The exceptional performance for Stage I cancer detection addresses a fundamental requirement for effective screening that existing technologies fail to meet. The high tissue-of-origin accuracy (98%) minimizes downstream testing requirements, potentially reducing healthcare costs, patient anxiety, and diagnostic delays compared to current multi-cancer detection approaches.
These findings suggest that protein-based biomarker approaches may overcome the sensitivity limitations inherent in DNA-based methods while providing superior tissue-of-origin identification. The simplicity and cost-effectiveness of protein-based testing could facilitate a broader screening implementation, particularly in underserved populations with limited access to specialized imaging facilities.
While these results are promising, validation in diverse populations and larger cohorts is essential before clinical implementation. The integration of this technology with existing screening programs could potentially transform cancer detection by enabling early intervention at the most treatable disease stages across multiple cancer types simultaneously.
Several limitations must be acknowledged in interpreting these results. The study cohort was limited to Caucasian participants, requiring validation in diverse populations before broad clinical implementation. Sample sizes for colorectal (n = 13), ovarian (n = 13), and pancreatic (n = 11) cancers were small, resulting in wider confidence intervals for performance metrics. These smaller cohorts require expansion in future validation studies.
The retrospective study design using banked samples may not fully represent prospective screening populations. Future studies should employ prospective enrollment to confirm these findings. Additionally, the comparison group consisted of apparently healthy controls rather than individuals presenting for cancer screening evaluation, who may have symptoms or risk factors that could affect biomarker patterns.
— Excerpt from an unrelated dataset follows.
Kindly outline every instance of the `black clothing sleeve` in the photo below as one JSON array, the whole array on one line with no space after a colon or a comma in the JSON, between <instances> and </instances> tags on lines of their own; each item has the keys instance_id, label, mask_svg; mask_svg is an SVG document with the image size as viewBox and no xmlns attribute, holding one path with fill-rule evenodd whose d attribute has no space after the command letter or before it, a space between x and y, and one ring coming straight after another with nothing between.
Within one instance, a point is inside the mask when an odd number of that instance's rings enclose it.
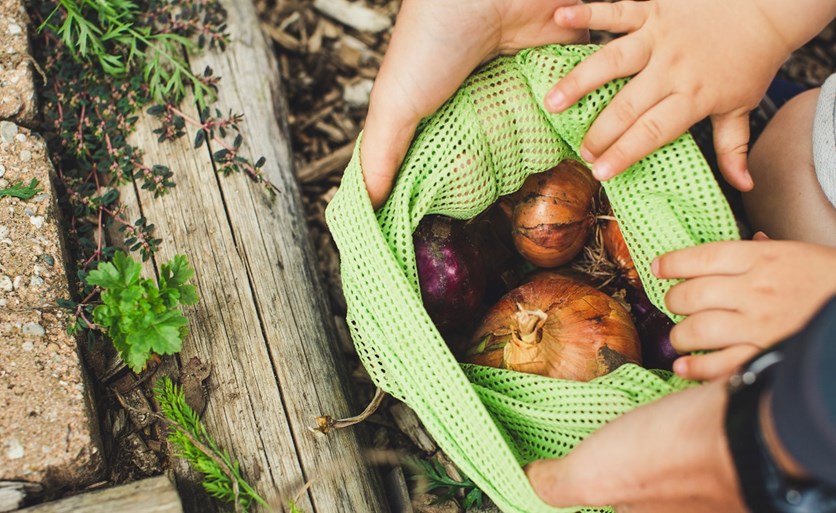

The rule-based classification approach, while effective, may benefit from integration with machine learning algorithms to optimize its performance further as larger datasets become available. The current approach may not capture complex biomarker interactions that advanced algorithms could identify.
Long-term follow-up data are needed to assess clinical outcomes, including interval cancer detection, false-negative rates in practice, and impact on cancer mortality. Additionally, health economic analyses are required to determine the test’s cost-effectiveness compared to current screening strategies.
Validation studies in diverse populations represent the highest priority for future research. These blinded studies should include participants with varying demographic characteristics, comorbidities, and risk factor profiles to ensure broad applicability. Sample sizes should be powered to provide narrow confidence intervals for all cancer types, particularly those with smaller representation in this study.
Longitudinal studies to track biomarker patterns over time could provide insights into cancer development and progression, potentially enabling risk stratification and personalized screening intervals. Additionally, the investigation of biomarker patterns in pre-cancerous conditions could extend the utility of this approach to cancer prevention applications.